Digitalisasi yang Berkeadilan
Salah satu tantangan utama digitalisasi adalah menciptakan keadilan. Jangan sampai hanya sekolah-sekolah di perkotaan yang menikmati pembelajaran digital, sementara sekolah di pelosok tertinggal. Dalam hal ini, masukan dari para guru besar dan akademisi sangat penting agar kebijakan yang diambil tidak hanya “inovatif” tetapi juga “inklusif.”
Inovasi Tanpa Mengorbankan Nilai Akademik
Inovasi memang penting, tetapi tidak boleh mengabaikan nilai-nilai akademik seperti integritas, objektivitas, dan tanggung jawab ilmiah. Hal inilah yang menjadi kekhawatiran para guru besar, terutama di fakultas kedokteran, yang selama ini dikenal sangat ketat terhadap etika profesi dan standar mutu pendidikan.
Penutup: Pendidikan Butuh Dialog dan Evaluasi
Pernyataan dan kebijakan Nadiem Makarim mengenai Chromebook dan digitalisasi pendidikan mencerminkan semangat perubahan. Namun, perubahan tersebut harus dibarengi dengan partisipasi aktif dari seluruh elemen pendidikan, termasuk para akademisi, guru besar, guru, siswa, hingga orang tua.

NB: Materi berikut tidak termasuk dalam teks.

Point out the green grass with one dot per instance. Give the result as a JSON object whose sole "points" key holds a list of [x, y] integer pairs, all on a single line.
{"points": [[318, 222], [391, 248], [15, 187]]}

Suara kritis dari guru besar kedokteran dan kampus-kampus besar hendaknya tidak dilihat sebagai perlawanan, tetapi sebagai bentuk kepedulian terhadap masa depan pendidikan Indonesia. Dialog terbuka, partisipasi inklusif, dan evaluasi berkelanjutan adalah kunci untuk memastikan bahwa transformasi pendidikan tidak menjadi proyek sesaat, melainkan gerakan bersama menuju sistem pendidikan yang lebih baik, merata, dan relevan dengan tantangan zaman.